I spent this weekend at RavenCon, a SF&F convention in Richmond, VA. RavenCon was started by Michael Pederson, Tony Ruggiero, and Tee Morris (who, like Tony, left the staff a few years ago and has gone on to a successful writing career). I didn’t start it, but I am old friends with Mike Pederson, and I was there helping out at the beginning. This is the first year that I’ve attended that I haven’t been on staff. For the first few years, I helped design, print, and hang the large schedule signs, and I ran the movie room for a year or two until it was decided (and I agreed) that the room could be put to better use. For the past couple of years I did the programming, taking over from the previous program director, Tony Ruggiero (who was already a successful author, and is now even more so).
I had a couple of reasons for stepping down from being the programming director after RavenCon 2012. The main one is that, like Tee and Tony (or so I hope), I want to focus on my own writing. Setting up the programming for a convention is not terribly difficult, but it is ridiculously time-consuming. There’s also the matter that Susan and I have moved away from Richmond, so driving an hour or more each way for meetings was no longer something I really wanted to do.

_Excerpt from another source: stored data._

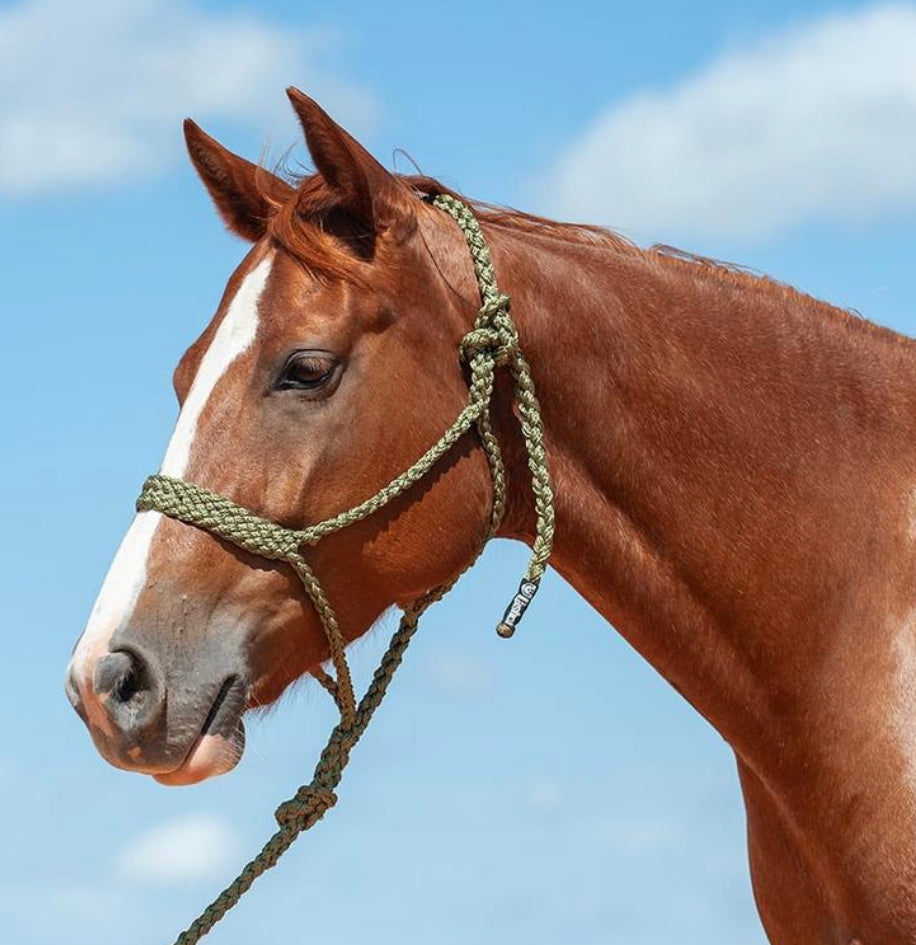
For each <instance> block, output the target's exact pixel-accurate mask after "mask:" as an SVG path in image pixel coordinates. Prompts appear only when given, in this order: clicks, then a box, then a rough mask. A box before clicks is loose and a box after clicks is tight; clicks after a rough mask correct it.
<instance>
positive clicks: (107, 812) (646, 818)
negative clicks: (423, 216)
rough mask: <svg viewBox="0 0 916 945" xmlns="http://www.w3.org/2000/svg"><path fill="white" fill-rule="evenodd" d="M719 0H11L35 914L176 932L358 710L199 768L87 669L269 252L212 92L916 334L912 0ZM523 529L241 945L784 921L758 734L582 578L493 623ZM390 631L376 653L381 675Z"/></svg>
mask: <svg viewBox="0 0 916 945" xmlns="http://www.w3.org/2000/svg"><path fill="white" fill-rule="evenodd" d="M686 9H687V8H685V6H684V5H683V4H681V3H675V2H673V0H649V2H645V3H642V4H632V3H627V4H617V3H598V2H594V3H585V2H577V0H565V2H563V3H539V2H531V0H528V2H524V3H522V2H518V3H516V2H505V0H503V2H498V0H490V2H487V3H483V2H473V0H465V2H462V3H455V2H441V3H436V4H430V3H429V2H428V0H427V2H425V3H418V2H416V3H414V2H386V3H369V2H356V0H338V2H336V3H333V4H331V3H326V4H315V3H310V4H303V3H293V2H274V3H271V4H266V3H265V4H257V3H253V2H248V3H245V2H239V3H231V4H227V3H223V2H215V0H214V2H195V0H182V2H177V0H176V2H168V3H155V2H153V0H119V2H114V0H91V2H90V0H86V2H84V3H81V4H72V3H69V2H65V0H21V2H14V3H0V144H2V147H3V158H2V160H0V221H2V225H0V252H2V258H3V260H4V271H3V278H2V280H0V311H2V312H3V314H4V329H5V331H6V335H7V337H6V344H5V347H4V351H5V355H6V356H5V358H4V365H3V371H2V372H0V388H2V389H0V394H2V398H3V403H4V405H5V409H4V411H3V414H2V424H3V429H2V434H3V435H2V437H0V442H2V444H3V446H2V449H3V457H2V459H3V462H2V464H0V470H2V472H0V477H2V483H0V485H2V494H3V496H4V525H5V541H4V542H3V550H2V552H0V554H2V555H3V567H2V569H0V572H2V578H0V580H2V581H3V597H2V599H3V603H4V612H5V624H6V629H5V632H4V642H5V650H4V661H3V665H4V669H5V674H4V675H5V678H4V684H3V686H2V688H0V713H2V715H0V717H2V718H3V719H4V720H5V721H6V723H7V724H6V726H5V738H4V739H3V741H2V743H0V835H2V837H3V847H4V850H5V851H6V855H5V856H3V857H2V858H0V928H3V929H4V933H3V938H4V941H6V942H9V943H11V945H37V943H45V942H48V941H52V940H66V941H68V942H70V943H73V945H83V943H90V942H91V943H95V942H98V941H100V940H103V939H108V940H110V939H112V938H113V937H118V938H123V936H124V934H125V931H126V930H130V935H131V940H132V941H137V942H146V941H149V942H151V943H154V942H160V941H170V940H171V939H170V938H169V936H170V935H172V934H173V933H175V932H176V931H177V930H178V929H179V928H181V927H183V924H184V923H185V922H186V921H187V920H189V919H190V918H191V917H192V916H193V914H194V913H195V912H196V909H197V907H198V906H199V905H201V904H202V903H203V902H204V901H205V899H206V898H207V897H209V895H210V894H211V893H213V892H214V891H215V890H216V889H217V888H218V887H219V886H220V885H221V883H222V882H223V881H225V880H227V879H229V878H230V877H231V876H232V875H234V871H235V869H236V868H237V866H238V865H239V864H240V863H241V862H242V858H243V857H244V856H247V854H248V853H249V852H251V851H253V850H254V849H255V847H256V846H258V845H259V844H260V842H261V841H262V839H263V838H264V837H265V836H266V835H267V834H268V832H269V831H270V829H271V811H272V810H273V808H274V807H275V805H276V803H277V802H278V801H280V800H281V799H283V798H285V797H286V796H288V794H289V793H291V792H292V790H293V789H294V788H295V787H296V785H298V784H299V783H300V781H301V780H302V779H303V778H305V777H307V775H308V773H309V772H310V770H311V767H312V764H313V760H314V757H315V753H316V751H317V750H318V749H319V747H320V746H321V744H322V742H323V740H324V738H325V736H326V733H327V730H328V728H329V727H330V725H331V724H332V721H333V717H332V713H331V708H330V706H329V705H327V704H326V698H325V697H324V694H323V693H322V692H320V691H319V690H317V689H316V687H314V686H303V687H300V688H299V689H297V690H296V691H295V692H294V693H292V694H291V695H290V696H288V697H287V698H285V699H284V700H283V702H282V703H281V705H280V706H279V707H278V709H277V710H276V711H274V712H272V713H271V714H270V715H268V716H267V717H266V718H264V719H262V720H260V721H256V722H255V723H254V724H253V725H251V726H250V729H249V749H248V752H247V754H246V757H245V759H244V760H243V762H242V764H241V766H240V767H239V769H238V770H237V771H236V772H235V773H233V774H232V775H231V776H229V777H226V778H222V779H218V780H216V781H213V782H211V783H207V784H204V785H202V786H200V787H197V788H193V789H189V790H178V791H175V790H167V789H164V788H161V787H159V786H158V785H156V784H154V783H153V782H152V781H149V780H148V779H145V778H142V777H138V776H134V775H128V774H124V773H121V772H118V771H115V770H114V769H112V768H109V767H108V766H106V765H105V764H104V763H103V762H102V761H101V760H100V759H99V758H98V757H97V755H96V754H95V752H94V750H93V749H92V747H91V744H90V742H89V739H88V737H87V735H86V733H85V732H84V730H83V728H82V726H81V724H80V723H79V722H78V720H77V718H76V716H75V715H74V714H73V713H72V711H71V710H70V708H69V706H68V705H67V703H66V701H65V699H64V696H63V691H62V678H63V669H64V666H65V664H66V661H67V658H68V656H69V653H70V648H71V647H72V645H73V643H74V641H75V640H76V637H77V636H78V634H79V633H80V632H81V629H82V626H83V624H84V622H85V619H86V616H87V614H88V612H89V609H90V607H91V604H92V601H93V599H94V596H95V594H96V592H97V590H98V587H99V584H100V582H101V579H102V577H103V576H104V573H105V571H106V569H107V566H108V563H109V561H110V559H111V556H112V555H113V553H114V550H115V548H116V546H117V543H118V541H119V539H120V537H121V535H122V533H123V531H124V529H125V527H126V525H127V523H128V522H129V520H130V517H131V514H132V506H133V502H134V499H135V497H136V493H137V490H138V487H139V485H140V483H141V481H142V479H143V477H144V476H145V475H146V474H147V473H148V472H150V471H153V470H154V469H155V468H156V467H157V465H158V462H159V460H160V458H161V455H162V451H163V449H164V445H165V443H166V442H167V439H168V434H169V431H170V428H171V425H172V423H173V422H174V418H175V414H176V408H175V403H174V399H173V395H172V393H171V385H170V374H171V370H172V367H173V365H174V364H175V362H176V361H177V359H178V357H179V356H180V354H181V352H182V351H183V350H184V348H185V347H186V346H187V344H189V343H190V341H191V340H193V338H194V337H196V335H197V334H198V332H199V331H200V329H201V328H202V326H203V325H204V324H205V323H206V322H207V320H208V319H209V318H210V315H211V314H212V311H213V309H214V307H215V304H216V302H217V300H218V298H219V296H220V294H221V292H222V289H223V286H224V283H225V281H226V278H227V277H228V275H229V273H230V271H231V270H232V269H233V268H234V265H235V263H236V261H237V260H238V259H239V258H240V256H241V254H242V252H243V251H244V248H243V247H242V246H241V244H239V243H238V242H237V241H235V240H233V239H232V238H230V237H229V236H228V235H226V234H225V233H223V232H222V231H221V229H220V226H219V224H218V222H217V220H216V217H215V215H214V214H213V213H212V211H211V209H210V207H209V205H208V202H207V199H206V197H205V195H204V193H203V190H202V188H201V187H200V186H199V184H198V183H197V181H196V179H195V178H194V176H193V173H192V171H191V170H190V167H189V166H188V164H187V162H186V161H185V160H184V159H183V157H182V153H181V136H180V120H181V118H183V117H184V116H185V115H186V114H191V115H193V116H194V117H195V118H197V119H198V120H199V121H200V122H201V123H202V124H203V125H204V126H205V127H206V128H207V129H208V130H210V131H211V132H214V133H216V134H217V135H219V136H220V137H221V138H222V139H223V140H224V141H225V142H226V143H227V144H228V145H230V146H231V147H233V148H234V149H236V150H238V151H240V152H242V153H244V154H246V155H248V156H250V157H255V158H256V157H257V156H258V155H259V154H261V153H263V151H264V149H265V146H268V147H269V153H271V154H272V155H274V156H279V155H280V154H282V153H283V152H284V150H285V149H286V148H287V147H289V146H291V145H293V146H295V147H296V148H297V149H298V147H299V146H298V136H297V134H296V129H295V125H294V123H293V121H292V118H291V115H290V114H289V112H288V106H287V104H286V101H285V97H284V95H283V88H284V86H285V85H287V84H296V85H299V86H300V87H301V88H303V90H305V91H307V92H309V93H311V94H313V95H315V96H316V97H317V98H319V100H320V101H321V102H322V104H324V105H325V107H326V108H327V109H328V110H329V111H331V113H332V114H334V115H336V116H337V117H338V118H339V119H340V120H341V121H343V122H344V123H345V124H346V125H348V126H349V127H350V128H351V129H352V130H354V131H355V132H357V133H358V134H359V135H360V136H361V137H362V139H363V140H364V141H365V142H366V144H367V145H369V146H370V147H371V148H372V149H373V150H374V152H375V153H376V154H377V155H378V156H379V157H380V158H381V159H382V160H383V161H385V162H386V163H388V164H389V165H391V164H392V161H393V160H395V163H396V166H397V167H399V168H401V169H406V168H407V167H408V163H407V161H406V159H405V158H404V157H397V158H396V159H394V158H393V157H392V156H393V154H394V152H395V149H397V148H403V149H405V150H406V151H407V152H409V154H410V155H411V156H412V158H413V159H414V160H415V161H416V162H417V163H418V164H419V165H420V166H421V167H422V168H423V169H424V170H425V171H427V172H429V173H432V174H435V175H438V176H441V177H442V178H443V179H445V180H446V181H447V182H449V183H450V184H452V185H455V186H458V187H460V188H461V189H463V190H465V191H466V192H468V193H470V194H473V195H475V196H478V197H481V198H485V199H488V200H493V201H497V202H503V203H510V204H515V205H519V206H522V207H525V208H527V209H532V210H537V211H543V212H550V213H555V214H558V215H561V216H569V217H576V218H581V217H588V218H592V219H595V220H597V221H599V222H603V223H607V224H609V225H615V226H619V227H622V228H623V229H624V230H625V231H626V232H628V233H630V234H632V235H634V236H636V237H637V238H639V239H640V240H645V241H654V240H659V241H674V242H677V243H678V244H680V245H682V246H684V247H685V248H689V249H694V250H699V251H702V252H706V253H711V254H714V255H717V256H721V257H725V258H729V259H734V260H737V261H740V262H742V263H746V264H749V265H751V266H753V267H755V268H757V269H759V270H762V271H766V272H769V273H771V274H773V275H775V276H777V277H779V278H782V279H784V280H786V281H788V282H791V283H794V284H796V285H798V286H799V287H801V288H803V289H805V290H807V291H810V292H812V293H814V294H816V295H819V296H822V297H824V298H827V299H829V300H830V301H833V302H835V303H837V304H841V305H845V306H851V307H855V308H857V309H859V310H860V311H862V312H863V313H864V314H866V315H868V316H869V317H871V318H873V319H875V320H876V321H879V322H882V323H884V324H888V325H890V326H892V327H894V328H896V329H898V330H900V331H904V332H909V333H914V331H916V322H914V313H916V293H914V289H913V286H912V281H911V273H912V247H913V245H914V237H916V213H914V209H916V170H914V162H913V160H912V155H913V153H914V150H916V66H913V65H912V49H913V48H914V44H916V6H914V5H913V4H909V3H895V4H861V3H836V2H826V0H825V2H799V0H793V2H792V3H788V2H783V0H768V2H766V3H763V2H756V0H755V2H742V3H740V4H738V3H725V2H714V0H701V2H698V3H696V4H691V5H690V7H689V13H688V12H685V11H686ZM296 155H299V156H300V157H301V150H295V151H294V152H293V158H295V157H296ZM523 559H524V551H523V550H522V549H520V548H515V547H512V546H508V545H505V544H497V545H494V546H493V547H491V548H490V549H489V551H488V552H487V554H486V556H485V558H484V559H483V561H482V562H481V563H480V564H479V565H478V567H477V568H476V569H475V570H474V572H473V573H472V574H470V575H469V576H468V577H467V578H466V579H465V580H463V581H462V583H461V584H460V586H459V587H458V589H457V590H456V591H455V592H454V594H453V595H452V596H451V597H450V598H449V599H448V600H447V601H446V602H445V603H444V604H442V605H440V606H439V607H438V608H437V609H435V610H434V611H433V612H432V613H431V614H430V615H429V616H428V617H427V618H426V620H425V625H424V627H423V629H422V632H421V634H420V636H419V638H418V639H417V641H416V643H415V646H414V649H413V652H412V653H411V654H410V657H409V658H408V660H407V661H406V664H405V666H404V669H403V671H402V674H401V676H400V678H398V680H397V682H396V685H395V686H394V687H393V690H392V692H391V695H390V699H389V701H388V702H387V704H386V705H385V706H384V707H383V709H382V710H381V711H380V712H379V715H378V717H377V720H376V722H375V724H374V725H373V728H372V730H371V731H370V732H369V734H368V736H367V738H366V740H365V742H364V743H363V744H362V745H361V746H360V748H359V749H358V752H357V754H356V755H355V757H354V760H353V763H352V765H351V768H350V770H349V771H348V773H347V777H346V780H345V783H344V785H343V787H342V790H341V792H340V796H341V802H340V804H339V806H338V807H337V808H336V809H335V810H334V811H333V812H332V813H330V814H329V815H328V817H327V819H326V820H325V821H324V822H323V823H322V824H321V825H320V826H319V827H318V828H316V830H315V831H313V832H312V833H311V834H309V836H308V837H307V838H305V839H303V840H302V841H301V842H300V845H299V846H297V847H296V848H295V849H294V851H293V852H292V853H291V854H290V855H289V857H288V859H287V860H285V861H284V862H283V863H282V864H281V866H280V867H279V868H278V869H277V870H276V871H274V873H273V874H272V875H271V876H270V877H269V878H268V879H266V880H265V881H264V882H263V883H261V884H260V885H259V886H258V887H257V888H256V890H255V891H254V892H253V893H252V895H251V898H250V899H249V900H248V901H246V902H245V904H244V905H243V906H242V907H241V908H240V909H238V910H237V912H235V913H233V914H232V916H231V917H230V918H229V919H227V921H226V923H225V925H224V926H223V927H220V929H219V930H218V931H217V932H215V933H214V934H213V938H212V940H213V941H214V942H223V943H226V945H229V943H243V942H245V943H247V942H251V941H256V942H261V941H280V940H283V939H289V938H290V936H292V937H293V938H292V940H294V941H297V940H298V938H296V936H299V935H303V936H304V935H308V936H310V937H314V938H315V939H316V940H317V939H320V938H321V937H323V936H333V938H334V941H335V942H337V943H339V945H346V943H350V942H353V943H357V942H363V941H365V940H366V939H367V938H368V937H369V936H370V935H371V936H372V938H373V940H374V941H376V942H377V943H380V945H387V943H389V942H390V943H395V942H398V943H401V942H405V941H406V942H414V941H416V942H420V941H435V942H437V945H459V943H461V945H476V943H480V945H486V943H497V942H498V943H500V945H513V943H519V945H522V943H524V945H540V943H544V945H548V943H549V945H556V943H568V945H610V943H618V942H620V943H623V942H625V943H627V945H644V943H645V945H649V943H657V942H665V941H674V940H677V941H679V942H684V943H687V945H689V943H698V945H699V943H703V945H761V943H762V942H763V941H764V938H763V934H762V932H761V931H760V928H759V923H758V921H757V918H756V915H755V912H754V908H753V904H752V899H751V893H750V885H749V880H748V877H747V869H746V865H745V847H744V839H743V831H744V825H743V812H742V807H741V802H740V796H739V792H738V789H737V784H736V779H735V775H734V765H733V761H732V759H731V756H730V754H729V751H728V749H727V747H726V746H725V745H724V744H723V742H722V741H721V739H719V738H718V736H717V735H716V734H715V733H714V732H713V731H712V730H711V729H710V728H709V727H708V726H706V725H705V723H703V722H702V721H701V720H700V719H699V718H698V717H697V716H696V715H695V714H694V713H693V711H692V710H691V709H690V708H689V707H688V706H687V705H686V704H684V703H683V702H682V700H681V699H680V698H679V697H678V696H677V695H676V694H675V693H673V692H672V691H671V690H670V689H669V688H668V687H667V685H666V684H664V683H663V682H662V681H661V680H660V678H658V677H657V676H656V675H655V674H654V673H653V671H652V670H651V669H650V668H649V667H647V666H646V665H645V664H643V662H642V661H641V660H640V659H639V658H638V657H636V656H635V655H634V654H633V653H632V652H631V651H630V650H629V648H628V647H627V646H626V645H625V644H624V643H623V642H622V641H621V640H620V638H619V637H618V636H617V635H616V634H615V633H614V632H613V630H612V629H611V628H609V627H608V626H607V625H606V624H604V623H603V621H602V620H601V619H600V618H599V617H598V616H597V615H596V614H595V613H594V612H593V611H591V610H590V608H589V607H587V606H586V605H585V604H584V603H583V602H582V601H581V600H580V599H579V598H578V597H577V596H576V595H575V594H574V593H573V592H572V591H571V590H570V589H569V588H567V587H565V586H564V585H563V584H562V582H561V580H560V579H559V578H558V577H556V576H555V575H554V576H551V577H549V578H548V579H547V581H546V583H545V587H544V590H543V592H542V594H541V596H540V597H539V598H538V600H537V602H536V606H535V607H534V608H533V610H532V611H531V612H530V615H529V617H528V618H527V620H526V623H525V625H523V628H522V630H521V631H520V633H519V634H518V635H517V637H516V638H515V639H514V640H513V641H512V642H510V643H505V642H502V641H499V640H498V639H497V638H496V636H495V634H494V633H493V624H494V621H495V619H496V618H497V617H498V616H499V613H500V611H501V608H502V606H503V604H504V603H505V600H506V597H507V594H509V593H510V592H511V590H512V588H513V587H514V583H515V581H516V579H517V574H518V570H519V568H520V566H521V564H522V562H523ZM390 625H391V622H390V621H389V624H388V626H389V628H390ZM385 636H386V633H384V632H376V633H374V634H373V635H372V636H371V637H370V638H369V639H367V640H366V641H364V642H362V643H360V644H359V645H358V646H357V647H356V649H355V653H354V658H355V662H356V665H357V667H358V671H359V673H360V674H361V677H362V678H363V679H364V680H365V679H366V678H367V675H368V673H369V672H370V669H371V666H372V664H373V663H374V661H375V659H376V658H377V657H378V654H379V653H380V650H381V647H382V644H383V642H384V638H385Z"/></svg>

While I did twitch a few times at things I would have done differently, it was nice not working during the convention. I could actually attend panels from the beginning to the end, and if I was having an interesting conversation I didn’t have to cut it short to go put out fires.
If you find yourself a convention volunteer some day (everyone on staff at a con is a volunteer), I have a suggestion for you: be gracious. Be gracious to the attendees, who pay good money to be there. Be gracious to the guests, who are doing the convention a favor by attending (often at their own expense), and for whom this is their livelihood (or at least an aspiration). Be gracious to the other volunteers who do the real work of the con — sitting for hours at the registration desk, or keeping the con suite supplied, or pushing carts full of audiovisual equipment from one end of the hotel to the other — all of whom are sacrificing their weekend, not being paid for their time, and who usually aren’t even able to enjoy the convention they are making happen because they are working the whole time. Be gracious, try to do a good job for the attendees and the guests, and try not to take criticism personally.